In the larger world, however, there was no longer any debate, especially after Who We Are: The Legacy of the First Family, The Learning Channel’s highest-rated series ever, was shown, hosted by Gunderson himself at his urbane, avuncular best. In the popular mind, intergroup mixing between humans and Neanderthals was now a fact. (You couldn’t say “interspecies mixing” anymore, as Gunderson lucidly, if a bit simplistically, explained, because the biological definition of species turned on the idea that only members of the same species could interbreed.) The fight was over.
The reverberations were felt not only in the world of prehistoric anthropology, but throughout the social sciences. For one thing, the theory that the Neanderthals had become extinct because their rivals, the more advanced Homo sapiens, had wiped them off the face of the earth by either ruthless, outright aggression or by outcompeting them for scarce resources took a major hit.
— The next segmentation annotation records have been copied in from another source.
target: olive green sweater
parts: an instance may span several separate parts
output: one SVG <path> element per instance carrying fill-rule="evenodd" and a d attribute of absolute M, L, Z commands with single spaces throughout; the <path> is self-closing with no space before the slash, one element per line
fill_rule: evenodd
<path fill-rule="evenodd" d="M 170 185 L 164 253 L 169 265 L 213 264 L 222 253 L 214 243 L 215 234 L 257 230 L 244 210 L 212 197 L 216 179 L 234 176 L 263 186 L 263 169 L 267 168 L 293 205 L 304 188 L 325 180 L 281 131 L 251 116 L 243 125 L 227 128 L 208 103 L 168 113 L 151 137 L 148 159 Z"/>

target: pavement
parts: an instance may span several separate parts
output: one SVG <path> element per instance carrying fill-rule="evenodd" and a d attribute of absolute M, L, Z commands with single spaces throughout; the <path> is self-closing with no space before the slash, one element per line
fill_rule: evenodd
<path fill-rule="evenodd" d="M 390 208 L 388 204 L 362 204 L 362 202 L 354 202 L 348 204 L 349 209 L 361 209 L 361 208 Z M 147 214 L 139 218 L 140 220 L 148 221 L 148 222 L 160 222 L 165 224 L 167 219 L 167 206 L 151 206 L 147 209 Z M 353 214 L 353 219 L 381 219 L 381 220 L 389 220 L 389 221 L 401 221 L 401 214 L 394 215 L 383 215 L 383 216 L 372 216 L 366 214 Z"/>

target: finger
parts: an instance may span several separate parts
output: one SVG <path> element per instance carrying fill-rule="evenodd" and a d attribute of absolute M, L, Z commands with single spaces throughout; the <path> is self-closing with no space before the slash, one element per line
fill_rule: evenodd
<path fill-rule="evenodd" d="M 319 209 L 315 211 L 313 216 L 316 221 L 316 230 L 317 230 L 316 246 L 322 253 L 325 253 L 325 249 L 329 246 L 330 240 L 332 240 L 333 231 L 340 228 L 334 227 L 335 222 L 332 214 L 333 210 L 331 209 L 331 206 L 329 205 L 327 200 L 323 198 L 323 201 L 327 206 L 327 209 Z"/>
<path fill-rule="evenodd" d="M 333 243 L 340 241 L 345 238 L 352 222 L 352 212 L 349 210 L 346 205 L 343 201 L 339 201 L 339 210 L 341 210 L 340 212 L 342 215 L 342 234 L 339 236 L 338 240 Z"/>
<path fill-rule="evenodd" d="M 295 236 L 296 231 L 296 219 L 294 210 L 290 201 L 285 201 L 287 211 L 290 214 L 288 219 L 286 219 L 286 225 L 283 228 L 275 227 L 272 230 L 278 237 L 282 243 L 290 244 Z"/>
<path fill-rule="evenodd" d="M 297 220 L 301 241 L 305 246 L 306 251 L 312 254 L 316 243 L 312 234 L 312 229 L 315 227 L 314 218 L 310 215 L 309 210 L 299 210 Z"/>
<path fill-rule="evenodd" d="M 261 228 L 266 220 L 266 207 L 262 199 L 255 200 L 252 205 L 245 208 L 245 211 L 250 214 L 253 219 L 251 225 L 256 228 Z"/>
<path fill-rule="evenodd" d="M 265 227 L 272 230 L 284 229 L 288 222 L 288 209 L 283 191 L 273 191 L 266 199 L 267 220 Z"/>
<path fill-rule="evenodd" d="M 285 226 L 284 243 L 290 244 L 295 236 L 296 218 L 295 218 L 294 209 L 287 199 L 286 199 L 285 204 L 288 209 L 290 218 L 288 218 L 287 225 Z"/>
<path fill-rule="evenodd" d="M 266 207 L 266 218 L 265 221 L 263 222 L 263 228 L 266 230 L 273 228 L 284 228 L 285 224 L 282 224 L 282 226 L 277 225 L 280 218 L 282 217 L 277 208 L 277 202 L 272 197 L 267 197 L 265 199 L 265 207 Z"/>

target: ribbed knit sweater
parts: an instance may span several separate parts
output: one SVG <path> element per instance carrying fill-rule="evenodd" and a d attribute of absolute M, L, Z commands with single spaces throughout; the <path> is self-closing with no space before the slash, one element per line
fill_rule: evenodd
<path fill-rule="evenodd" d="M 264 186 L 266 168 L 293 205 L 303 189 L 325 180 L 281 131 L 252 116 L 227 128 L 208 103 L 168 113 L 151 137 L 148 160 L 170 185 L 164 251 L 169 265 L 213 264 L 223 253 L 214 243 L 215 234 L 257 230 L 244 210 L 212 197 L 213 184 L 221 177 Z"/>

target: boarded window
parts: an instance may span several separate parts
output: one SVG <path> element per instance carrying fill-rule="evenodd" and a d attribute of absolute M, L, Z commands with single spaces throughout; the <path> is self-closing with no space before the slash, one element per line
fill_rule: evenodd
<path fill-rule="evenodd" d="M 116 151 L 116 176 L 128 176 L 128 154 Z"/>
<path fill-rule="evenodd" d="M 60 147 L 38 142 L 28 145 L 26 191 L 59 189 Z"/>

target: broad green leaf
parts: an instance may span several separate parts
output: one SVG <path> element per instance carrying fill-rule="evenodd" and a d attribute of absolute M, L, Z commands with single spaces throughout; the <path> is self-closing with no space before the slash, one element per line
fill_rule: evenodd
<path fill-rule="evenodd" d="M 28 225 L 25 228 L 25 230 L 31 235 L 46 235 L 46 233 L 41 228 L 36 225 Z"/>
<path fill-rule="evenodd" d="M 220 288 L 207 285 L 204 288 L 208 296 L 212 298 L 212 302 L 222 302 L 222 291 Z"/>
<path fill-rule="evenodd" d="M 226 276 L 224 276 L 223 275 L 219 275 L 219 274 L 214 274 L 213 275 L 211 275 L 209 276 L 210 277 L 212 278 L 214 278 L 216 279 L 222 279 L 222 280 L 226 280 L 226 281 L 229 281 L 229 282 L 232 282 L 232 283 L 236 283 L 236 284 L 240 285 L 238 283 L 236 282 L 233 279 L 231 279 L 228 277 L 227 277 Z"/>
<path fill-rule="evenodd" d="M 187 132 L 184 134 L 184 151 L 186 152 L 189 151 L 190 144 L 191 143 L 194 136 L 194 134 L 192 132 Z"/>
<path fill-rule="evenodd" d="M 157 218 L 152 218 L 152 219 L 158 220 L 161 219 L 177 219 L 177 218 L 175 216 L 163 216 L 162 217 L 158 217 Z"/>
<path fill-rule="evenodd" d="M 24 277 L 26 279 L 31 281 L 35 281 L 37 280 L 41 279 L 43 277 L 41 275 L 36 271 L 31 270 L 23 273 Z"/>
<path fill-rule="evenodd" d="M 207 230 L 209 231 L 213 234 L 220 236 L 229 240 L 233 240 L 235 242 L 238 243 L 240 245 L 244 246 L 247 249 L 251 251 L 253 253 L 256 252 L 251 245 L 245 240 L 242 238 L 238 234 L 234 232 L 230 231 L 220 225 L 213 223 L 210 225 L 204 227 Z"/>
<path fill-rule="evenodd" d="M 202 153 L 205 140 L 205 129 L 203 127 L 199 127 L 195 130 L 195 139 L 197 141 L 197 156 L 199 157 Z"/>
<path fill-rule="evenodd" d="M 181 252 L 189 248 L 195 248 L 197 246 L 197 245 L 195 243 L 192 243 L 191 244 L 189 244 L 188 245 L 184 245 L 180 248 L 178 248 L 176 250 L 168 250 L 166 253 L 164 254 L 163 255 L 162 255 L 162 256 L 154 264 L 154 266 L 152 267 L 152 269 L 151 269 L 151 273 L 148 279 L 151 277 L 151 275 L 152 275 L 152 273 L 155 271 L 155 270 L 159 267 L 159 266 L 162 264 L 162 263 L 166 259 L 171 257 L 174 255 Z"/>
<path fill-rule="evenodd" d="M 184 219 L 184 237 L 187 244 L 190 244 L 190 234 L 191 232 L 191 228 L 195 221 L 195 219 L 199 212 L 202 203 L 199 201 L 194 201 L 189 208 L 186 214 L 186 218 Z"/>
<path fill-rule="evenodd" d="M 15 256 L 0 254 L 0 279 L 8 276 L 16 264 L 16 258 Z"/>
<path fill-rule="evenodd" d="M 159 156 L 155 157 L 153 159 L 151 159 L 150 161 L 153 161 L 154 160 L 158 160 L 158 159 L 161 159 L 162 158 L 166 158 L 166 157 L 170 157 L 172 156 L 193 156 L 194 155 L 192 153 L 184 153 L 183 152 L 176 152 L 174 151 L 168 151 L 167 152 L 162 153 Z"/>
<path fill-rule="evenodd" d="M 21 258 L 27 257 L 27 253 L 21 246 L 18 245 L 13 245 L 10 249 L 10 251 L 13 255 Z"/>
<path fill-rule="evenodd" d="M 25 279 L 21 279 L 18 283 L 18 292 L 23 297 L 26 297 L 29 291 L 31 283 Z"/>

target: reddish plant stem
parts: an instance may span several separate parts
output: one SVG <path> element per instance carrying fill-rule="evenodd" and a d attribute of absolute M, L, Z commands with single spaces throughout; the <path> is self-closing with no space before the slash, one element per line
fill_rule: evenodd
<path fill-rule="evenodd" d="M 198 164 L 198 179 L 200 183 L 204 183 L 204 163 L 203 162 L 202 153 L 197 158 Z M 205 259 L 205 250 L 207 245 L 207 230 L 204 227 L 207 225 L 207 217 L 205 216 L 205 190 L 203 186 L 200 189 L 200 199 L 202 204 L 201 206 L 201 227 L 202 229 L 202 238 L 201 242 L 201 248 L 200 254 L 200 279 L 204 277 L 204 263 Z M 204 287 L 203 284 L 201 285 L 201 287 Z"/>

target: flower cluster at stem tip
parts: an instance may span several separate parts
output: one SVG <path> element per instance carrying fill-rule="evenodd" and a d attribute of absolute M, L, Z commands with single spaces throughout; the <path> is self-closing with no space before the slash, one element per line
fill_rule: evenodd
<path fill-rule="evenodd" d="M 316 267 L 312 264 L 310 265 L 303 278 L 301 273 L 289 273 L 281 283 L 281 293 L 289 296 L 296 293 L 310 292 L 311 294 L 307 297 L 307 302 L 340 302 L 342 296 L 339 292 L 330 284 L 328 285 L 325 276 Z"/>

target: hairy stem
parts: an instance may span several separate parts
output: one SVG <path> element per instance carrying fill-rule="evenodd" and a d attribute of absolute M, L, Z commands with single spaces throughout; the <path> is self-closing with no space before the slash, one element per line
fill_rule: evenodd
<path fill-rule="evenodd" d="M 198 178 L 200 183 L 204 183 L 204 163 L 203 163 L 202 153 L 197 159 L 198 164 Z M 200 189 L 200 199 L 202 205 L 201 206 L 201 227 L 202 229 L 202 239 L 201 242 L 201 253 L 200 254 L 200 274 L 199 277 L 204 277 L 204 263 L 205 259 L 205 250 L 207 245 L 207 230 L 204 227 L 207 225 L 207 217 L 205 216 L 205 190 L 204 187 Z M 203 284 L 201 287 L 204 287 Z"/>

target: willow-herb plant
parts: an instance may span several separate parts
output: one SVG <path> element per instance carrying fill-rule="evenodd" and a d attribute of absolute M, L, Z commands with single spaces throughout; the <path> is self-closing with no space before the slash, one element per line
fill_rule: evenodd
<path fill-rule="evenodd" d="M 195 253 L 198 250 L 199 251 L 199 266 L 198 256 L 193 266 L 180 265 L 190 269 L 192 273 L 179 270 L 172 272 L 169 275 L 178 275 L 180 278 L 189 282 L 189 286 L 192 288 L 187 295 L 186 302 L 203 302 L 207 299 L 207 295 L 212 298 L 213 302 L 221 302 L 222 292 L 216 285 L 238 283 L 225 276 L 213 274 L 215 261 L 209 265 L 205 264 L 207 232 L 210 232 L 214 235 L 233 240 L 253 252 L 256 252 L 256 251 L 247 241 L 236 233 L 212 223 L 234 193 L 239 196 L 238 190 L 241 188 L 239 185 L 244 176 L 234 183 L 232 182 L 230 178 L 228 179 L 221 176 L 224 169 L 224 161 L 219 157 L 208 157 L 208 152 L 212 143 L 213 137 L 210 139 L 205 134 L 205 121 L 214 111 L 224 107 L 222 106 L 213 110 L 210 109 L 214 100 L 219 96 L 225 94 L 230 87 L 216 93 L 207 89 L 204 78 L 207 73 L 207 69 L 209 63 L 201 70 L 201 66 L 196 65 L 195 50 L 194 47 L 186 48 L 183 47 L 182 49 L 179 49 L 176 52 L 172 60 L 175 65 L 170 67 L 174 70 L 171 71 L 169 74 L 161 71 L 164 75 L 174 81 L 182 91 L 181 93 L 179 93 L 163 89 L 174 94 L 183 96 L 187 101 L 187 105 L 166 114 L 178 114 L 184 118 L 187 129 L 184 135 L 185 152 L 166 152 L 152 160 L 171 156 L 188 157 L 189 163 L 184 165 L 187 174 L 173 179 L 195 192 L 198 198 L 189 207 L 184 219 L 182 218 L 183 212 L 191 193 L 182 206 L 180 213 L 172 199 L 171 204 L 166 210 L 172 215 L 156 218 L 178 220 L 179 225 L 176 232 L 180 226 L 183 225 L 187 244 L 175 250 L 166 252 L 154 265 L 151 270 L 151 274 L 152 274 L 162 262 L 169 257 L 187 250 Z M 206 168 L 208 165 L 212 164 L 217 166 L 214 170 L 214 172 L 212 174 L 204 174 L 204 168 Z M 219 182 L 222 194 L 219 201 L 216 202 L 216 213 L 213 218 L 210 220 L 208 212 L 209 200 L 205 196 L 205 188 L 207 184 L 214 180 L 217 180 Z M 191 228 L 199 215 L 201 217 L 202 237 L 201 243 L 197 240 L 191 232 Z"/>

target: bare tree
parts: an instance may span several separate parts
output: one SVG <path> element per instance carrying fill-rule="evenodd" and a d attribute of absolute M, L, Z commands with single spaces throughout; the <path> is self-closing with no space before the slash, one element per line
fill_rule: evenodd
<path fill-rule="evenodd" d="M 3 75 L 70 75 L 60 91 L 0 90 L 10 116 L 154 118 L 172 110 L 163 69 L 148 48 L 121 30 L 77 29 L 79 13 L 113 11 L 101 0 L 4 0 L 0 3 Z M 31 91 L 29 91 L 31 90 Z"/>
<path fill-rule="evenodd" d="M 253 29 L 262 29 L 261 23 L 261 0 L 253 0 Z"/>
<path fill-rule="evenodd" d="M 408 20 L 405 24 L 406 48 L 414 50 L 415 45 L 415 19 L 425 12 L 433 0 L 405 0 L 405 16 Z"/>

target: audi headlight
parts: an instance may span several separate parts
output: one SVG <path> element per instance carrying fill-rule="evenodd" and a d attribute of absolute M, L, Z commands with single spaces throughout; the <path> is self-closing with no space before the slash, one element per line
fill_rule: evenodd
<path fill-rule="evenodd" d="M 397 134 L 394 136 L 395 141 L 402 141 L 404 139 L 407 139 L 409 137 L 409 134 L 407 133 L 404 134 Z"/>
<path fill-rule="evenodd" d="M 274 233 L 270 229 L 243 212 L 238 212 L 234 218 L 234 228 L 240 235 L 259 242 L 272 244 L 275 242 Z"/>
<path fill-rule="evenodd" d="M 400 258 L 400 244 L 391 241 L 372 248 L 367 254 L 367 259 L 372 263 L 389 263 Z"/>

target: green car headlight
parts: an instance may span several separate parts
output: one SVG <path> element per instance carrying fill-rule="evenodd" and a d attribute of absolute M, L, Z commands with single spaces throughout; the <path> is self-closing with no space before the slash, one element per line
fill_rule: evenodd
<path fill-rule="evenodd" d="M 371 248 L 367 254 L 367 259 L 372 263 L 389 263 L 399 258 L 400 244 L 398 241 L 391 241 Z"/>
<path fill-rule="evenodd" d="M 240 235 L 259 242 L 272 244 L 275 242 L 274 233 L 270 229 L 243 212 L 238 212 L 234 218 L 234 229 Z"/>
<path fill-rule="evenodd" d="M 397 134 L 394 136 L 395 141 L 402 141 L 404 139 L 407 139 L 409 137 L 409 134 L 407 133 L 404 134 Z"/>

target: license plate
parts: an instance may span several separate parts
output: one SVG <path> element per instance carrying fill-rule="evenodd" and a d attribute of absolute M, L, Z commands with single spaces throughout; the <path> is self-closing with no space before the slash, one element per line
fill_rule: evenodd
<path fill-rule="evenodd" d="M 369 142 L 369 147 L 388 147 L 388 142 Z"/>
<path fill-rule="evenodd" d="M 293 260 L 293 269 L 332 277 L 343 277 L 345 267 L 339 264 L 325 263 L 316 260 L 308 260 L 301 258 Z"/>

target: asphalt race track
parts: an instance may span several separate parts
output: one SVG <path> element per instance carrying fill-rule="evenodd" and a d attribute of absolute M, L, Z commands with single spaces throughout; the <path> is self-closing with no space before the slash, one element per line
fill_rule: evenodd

Proponents of this theory, while unconvinced by the find, were forced to retreat to their ivory towers, muttering and licking their wounds. More broadly, the study of the relationships between more and less advanced societies was given new life. And champions of multiculturalism had a new and appealing poster child. (If Neanderthals and early humans could get along well enough to produce a child, and if the human mother of that child was lovingly taken in by the child’s extended Neanderthal family, then surely we humans of merely different skin colors – genetically so much closer to each other – could hope to get along too… could we not?)
Gideon’s story took them through their main course – they both had had the smoked salmon fettuccine – at the Bella Italia on Front Street, and Julie nodded as he finished.
“Okay, thanks. I think I get the picture now.”
“You managed to stay awake the whole time?”
“Oh, there may have been a teeny-weeny lapse or two, right around the mitochondrial DNA part, but I managed to get most of it.”
Their waiter, Bruce, finished clearing away their dinner plates and offered them a dessert menu.